For the better part of two weeks, space tourism stock Virgin Galactic (SPCE -0.23%) has been ginning up enthusiasm for its next test flight, announcing that the "flight window" would open on Dec. 11.  

Well, Dec. 11 is here, Virgin Galactic's bird is still not in the air, and its stock -- up 7.5% at one point this morning -- is now hanging on to just 2.2% at noon EST.

VSS Unity and VMS Eve in their hangar in New Mexico at daybreak

Image source: Virgin Galactic.

So what

Virgin Galactic tried to let investors down easy on this one, cautioning yesterday after close of trading that weather forecasts were not "optimal" for a Friday takeoff. This morning, it updated that, although the flight window is in fact open, high-level winds and turbulence are going to keep it grounded today.  

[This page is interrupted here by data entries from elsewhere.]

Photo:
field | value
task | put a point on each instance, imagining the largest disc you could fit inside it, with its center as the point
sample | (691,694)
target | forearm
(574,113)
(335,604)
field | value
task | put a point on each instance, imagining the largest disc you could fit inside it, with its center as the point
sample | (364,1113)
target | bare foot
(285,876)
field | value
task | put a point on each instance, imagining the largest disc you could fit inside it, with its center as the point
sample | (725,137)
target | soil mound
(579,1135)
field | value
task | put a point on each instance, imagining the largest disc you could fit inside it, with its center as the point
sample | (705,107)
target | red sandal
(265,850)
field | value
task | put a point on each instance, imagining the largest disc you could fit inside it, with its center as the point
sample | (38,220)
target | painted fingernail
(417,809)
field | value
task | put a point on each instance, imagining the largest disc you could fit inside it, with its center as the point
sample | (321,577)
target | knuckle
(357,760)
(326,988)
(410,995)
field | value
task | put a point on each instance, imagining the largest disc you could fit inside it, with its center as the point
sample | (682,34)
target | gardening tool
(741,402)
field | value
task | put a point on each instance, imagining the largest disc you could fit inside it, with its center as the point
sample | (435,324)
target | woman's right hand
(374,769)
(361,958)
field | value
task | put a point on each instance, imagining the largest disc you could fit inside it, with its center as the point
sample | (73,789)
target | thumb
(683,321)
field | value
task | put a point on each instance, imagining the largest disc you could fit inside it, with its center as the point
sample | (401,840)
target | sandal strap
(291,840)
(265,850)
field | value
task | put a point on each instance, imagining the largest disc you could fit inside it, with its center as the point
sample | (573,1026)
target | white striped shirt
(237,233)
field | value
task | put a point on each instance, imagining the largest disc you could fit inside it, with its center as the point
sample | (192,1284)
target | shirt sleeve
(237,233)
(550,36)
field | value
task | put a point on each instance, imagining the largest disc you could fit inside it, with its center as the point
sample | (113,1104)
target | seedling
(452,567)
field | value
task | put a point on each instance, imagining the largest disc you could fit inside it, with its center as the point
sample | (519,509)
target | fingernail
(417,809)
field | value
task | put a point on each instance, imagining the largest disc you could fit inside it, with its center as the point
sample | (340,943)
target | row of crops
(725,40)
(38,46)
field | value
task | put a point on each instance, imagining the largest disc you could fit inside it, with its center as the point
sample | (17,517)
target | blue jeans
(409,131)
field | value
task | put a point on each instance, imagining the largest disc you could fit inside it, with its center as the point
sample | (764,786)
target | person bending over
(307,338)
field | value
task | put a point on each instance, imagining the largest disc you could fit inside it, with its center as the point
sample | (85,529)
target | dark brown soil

"We will fly no earlier than Saturday," informed the company, adding it may "extend into next week if necessary."  

Now what

Mr. Market appears disappointed by the development, but really, flight delays are an accepted part of the space launch business. Everybody has them. (Some longer than others.)

Although today's abortive stock rally is probably a disappointment to traders, who've enjoyed chasing the stock 21% higher over the past 10 trading days leading up to today, this latest delay shouldn't really affect the thinking of longer-term investors. Meanwhile, the latest coronavirus numbers out of New Mexico -- which I consider a bit more significant, as spikes could more significantly delay flights -- look relatively tame today, essentially unchanged from yesterday's tally.  

Long story short, there's little bad news for Virgin Galactic today, and on balance that should be good news for the stock.